男人掏出一个信封,推到叶庭面前:“合作愉快。”
“对您来说是小生意,”叶庭说,“谢谢。”
男人耸了耸肩:“生意没有大小,只要价格公道。”
叶庭拿出信封,数了数。他把Owen的债务打折卖给了赌场——亏了不少钱,但很值,如果Baden收账的名声不是空穴来风的话。
他起身离开屋子。虽然跟地头蛇接触在所难免,但沐浴在计算人命的阴冷眼神里,还是不愉快。
叶庭回到家,发现文安不在,打开电脑浏览了一会儿RaidForum,看到一个帖子顶了上来。昨天,一个叫4Chain的黑客组织发起了一场比赛,寻找Firefox最新版的漏洞,悬赏4万美金。他看了一眼银行卡余额,觉得有必要赚点生活费,回帖报了个名。
他再刷了一会儿,没看到有意思的新闻,关掉网站,看了眼时间,思考文安怎么还不回来。
素描本和颜料都放在家里,语言又不通,出去能干什么?
他拨通文安的电话,从背景音乐判断,对方应该在咖啡馆或者餐厅里。
“什么事?”文安问。
叶庭不好意思说挂念他,手指拨弄着键盘:“在哪呢?”
“公寓对面的咖啡店。”文安说。
叶庭思考下一个问题的空档,话筒对面响起了男性的声音,说的是中文:“要甜点吗?我记得你喜欢吃甜食。”
文安轻快回应:“好呀。”
这声音听起来太开心了一点,叶庭皱起眉:“遇到熟人了?这儿怎么会有熟人?”
“我的编辑,”文安说,“他来瑞士了。”
“他为什么会……”
他说到一半,文安已经心不在焉,草草地说了句:“我们还有事,先挂了。”
手机只剩下滴滴的提示音。
叶庭盯着通话记录,感到难以置信。“我们”?他跟谁“我们”?什么时候出来的“我们”?
编辑跟作者这么亲近?听起来,这两个人经常见面约饭,对彼此的饮食喜好了如指掌。
他和Owen去酒吧那天,文安大半夜说要出去见人,也是这个人?
哪家编辑大半夜约作者出来?
要联系打电话就行了,谁会大老远跑到瑞士来?
越想越觉得,这人图谋不轨。
叶庭合上电脑,抄起大衣,决定去喝一杯咖啡。
走到对面的咖啡店,果然一进门就看到了文安显眼的银发。他对面坐着一个三十左右的成熟男性,戴银边眼镜,看起来很儒雅。
男人跟文安说了什么,文安偏过头,用手撑着下巴,笑得很开心。
叶庭点了单,朝他们那一桌走去。
“对,我也觉得,”文安点头说,“不要画那么好看,模仿小孩子,画成涂鸦,更亲切,好像是自己画的一样……”高个的阴影落下,他抬头,看到了叶庭。
叶庭很自然地在文安旁边坐下,证明他们是不需要询问的关系。
文安眨了眨眼,对他的到来没什么表示,把人晾在那,转头接着跟编辑讨论了。
“字,我想特别一点,”文安说,“比如,那个‘我很累’的诗,我想画一个人,躺在地上,打哈欠,然后字排成一竖排,从他张着的嘴里冒出来。”
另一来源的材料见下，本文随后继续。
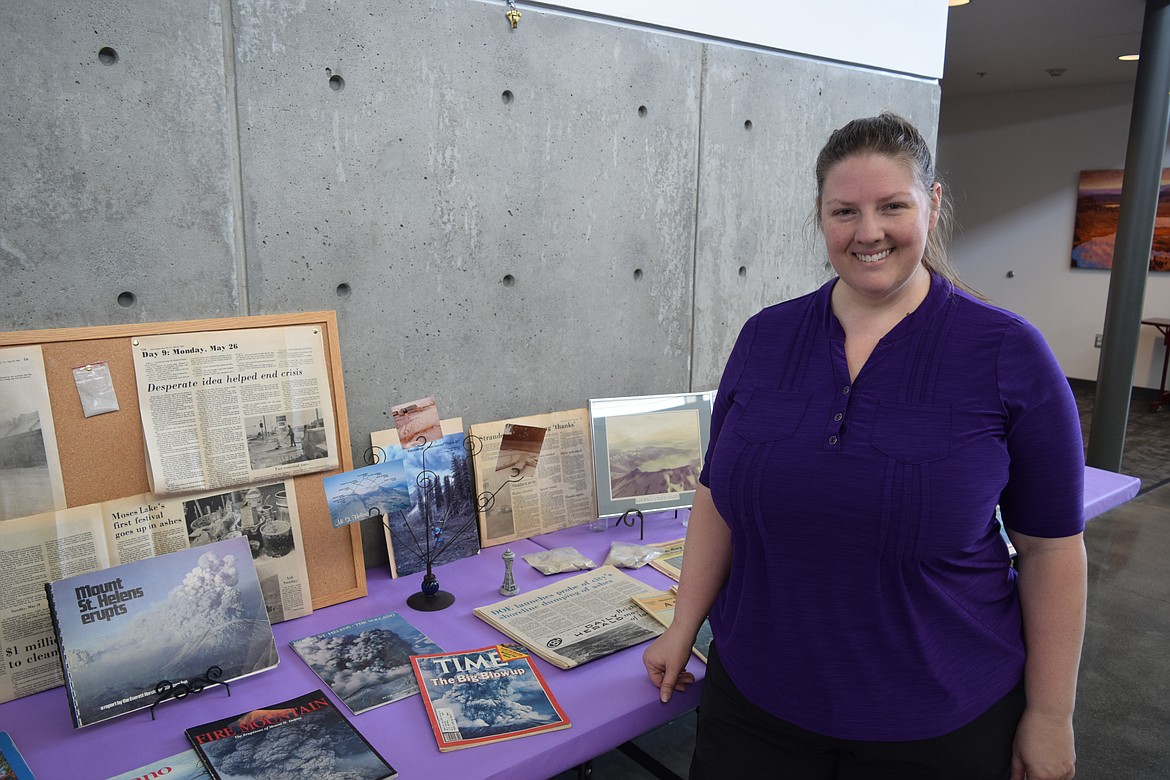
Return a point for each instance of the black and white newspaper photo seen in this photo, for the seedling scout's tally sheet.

编辑在对面微笑点头,语气带着年上的包容和赞赏:“很有创意,我们可以打样出来看一看效果。你这么一说,我想起来了,另一首,讲孩子在巨蟒肚子里写诗的那首,可以做个跨页。”
文安蹙起眉想了想,恍然大悟:“这样啊。”
“读者看到前一页的时候,只能看到巨蟒的上半截,”编辑做了个翻页的手势,“等看到下一页,才发现巨蟒肚子里有个孩子,在写诗,所以前一页的诗歪歪扭扭,还没有标点,因为肚子里太黑了。”
文安笑起来:“好有趣。”
“配合你的幽默风格,”编辑说,“不过,毕竟是给孩子看的,巨蟒要画得可爱一点。”
“我知道,”文安说,“简笔画?只画轮廓,加上圆溜溜的眼睛。”
“挺好的。”
叶庭的咖啡送来了,还是没人在意他的存在,但他对此毫无察觉。他忙着观察文安专注的表情,闪闪发光的眼睛。聊起绘本,文安像是变了一个人。活泼、开朗、热情。
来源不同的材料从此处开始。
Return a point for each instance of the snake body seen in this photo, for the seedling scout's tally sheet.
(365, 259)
他没见过工作的文安,他的印象还停留在五年前,一个窝在房间里画画,闭门不出,生活只有他的少年。
现在的文安,有创意、有想法,有值得奋斗终生的事业。跟同好交流时,自然又流畅。
他已经走到了另一个世界。
“之前那一本,《没人看时写的诗》,我想做一个精装版,”男人拿出手机,“封面加一个烫金的工艺,你看看。”
文安凑过去看,两个人的脸挨得很近。
他真的很为文安高兴,真的。绘本很好,想法很好,工作状态很好。什么都好,就是这个对面的人,有点碍眼。
叶庭再次端起杯子,发现咖啡已经喝完了。
终于,工作告一段落,文安才发现身边有个人。他把手搭在叶庭肩上,介绍对面的男人:“这是周游,信宜童书的主编。”
男人冲叶庭点点头:“你好。”
然后文安说:“这是我哥哥。”
这是他们户口簿上的关系,叶庭对外一直是这么宣称的。不知为什么,现在他有点如鲠在喉。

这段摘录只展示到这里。